A hierarchical approach for evaluating fluvial systems: Architectural analysis and sequential evolution of the high net-sand content, middle Wasatch Formation, Uinta Basin, Utah

Well-exposed three-dimensional fluvial outcrops of the high net-sand content middle Wasatch Formation in Three Canyon, Uinta Basin, Utah, were used to create and develop a new methodology for describing the architecture of fluvial systems. The methodology builds on the works of Campbell, Jackson, Allen, and Miall, and addresses sedimentary processes, scale, and temporal context for reservoir and non-reservoir bodies.

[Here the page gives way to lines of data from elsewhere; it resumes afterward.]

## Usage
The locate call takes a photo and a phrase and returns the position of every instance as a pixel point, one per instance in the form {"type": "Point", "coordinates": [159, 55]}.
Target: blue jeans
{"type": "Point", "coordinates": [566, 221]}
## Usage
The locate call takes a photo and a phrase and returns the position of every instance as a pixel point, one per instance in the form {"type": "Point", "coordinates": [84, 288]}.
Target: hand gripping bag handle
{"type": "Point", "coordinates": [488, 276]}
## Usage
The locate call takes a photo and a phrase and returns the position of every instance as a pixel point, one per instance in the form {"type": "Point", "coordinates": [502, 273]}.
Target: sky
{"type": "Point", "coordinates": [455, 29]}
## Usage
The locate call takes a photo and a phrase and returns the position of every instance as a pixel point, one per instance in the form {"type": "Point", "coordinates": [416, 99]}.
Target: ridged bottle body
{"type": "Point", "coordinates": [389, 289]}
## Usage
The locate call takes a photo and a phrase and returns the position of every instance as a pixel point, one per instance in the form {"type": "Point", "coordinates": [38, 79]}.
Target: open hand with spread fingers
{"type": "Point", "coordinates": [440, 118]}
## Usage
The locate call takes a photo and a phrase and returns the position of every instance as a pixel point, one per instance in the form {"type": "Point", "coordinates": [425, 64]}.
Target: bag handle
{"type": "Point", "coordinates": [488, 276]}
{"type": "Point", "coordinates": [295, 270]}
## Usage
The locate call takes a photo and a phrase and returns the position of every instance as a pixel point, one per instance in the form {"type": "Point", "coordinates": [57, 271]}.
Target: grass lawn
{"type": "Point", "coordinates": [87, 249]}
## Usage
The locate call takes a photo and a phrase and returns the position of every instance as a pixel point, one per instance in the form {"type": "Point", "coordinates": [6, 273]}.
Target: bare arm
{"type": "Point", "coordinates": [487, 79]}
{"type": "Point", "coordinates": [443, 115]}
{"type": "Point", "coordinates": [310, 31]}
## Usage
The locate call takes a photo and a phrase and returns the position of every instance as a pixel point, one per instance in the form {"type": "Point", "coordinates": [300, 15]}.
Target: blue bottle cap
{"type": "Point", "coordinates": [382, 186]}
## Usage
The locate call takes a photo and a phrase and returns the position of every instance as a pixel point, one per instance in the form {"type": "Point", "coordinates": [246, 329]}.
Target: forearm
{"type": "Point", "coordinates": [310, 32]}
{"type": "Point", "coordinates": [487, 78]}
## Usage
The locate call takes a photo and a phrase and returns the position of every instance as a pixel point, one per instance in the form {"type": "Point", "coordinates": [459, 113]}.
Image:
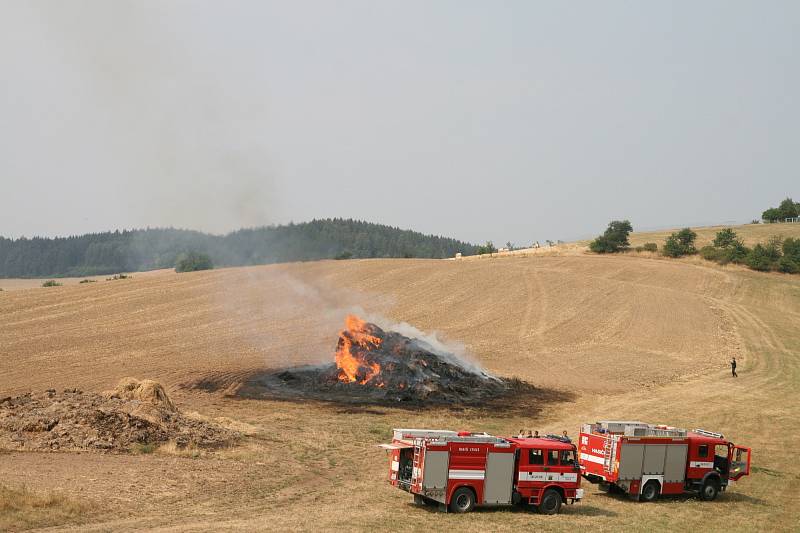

The methodology developed herein is a three-level hierarchical framework that classifies meso- and macroscale architecture of fluvial systems. The three-level hierarchy contains, from smallest to largest: stories, elements, and archetypes. Eight story types provide the foundational building blocks of this framework and account for sedimentation in both channel-belt and floodplain-belt elements, including (1) downstream accreting; (2) laterally accreting; (3) erosionally-based fine-grained fill; (4) fine-grained fill associated with laterally accreting; (5) levee; (6) splay; (7) crevasse or overbank channels; and (8) floodplain fines. Two types of elements are recognized: (1) channel belt and (2) floodplain belt. An archetype consists of a channel-belt element and its genetically related floodplain-belt elements. Two distinct upward-stacking patterns differentiate braided and meandering archetypes. In deconstructing the evolution of archetypes, three distinct associations between channel-belt elements and their adjacent splays are documented: (1) unassociated splays; (2) associated coeval splays; and (3) associated non-coeval splays.Width and thickness for stories, channel-belt elements, and archetypes are documented providing dimensional constraints for analog high-net-sand-content fluvial systems. Additionally, this methodology provides object-based models with shape-defined reservoir and nonreservoir geobodies that realistically compare to fluvial systems.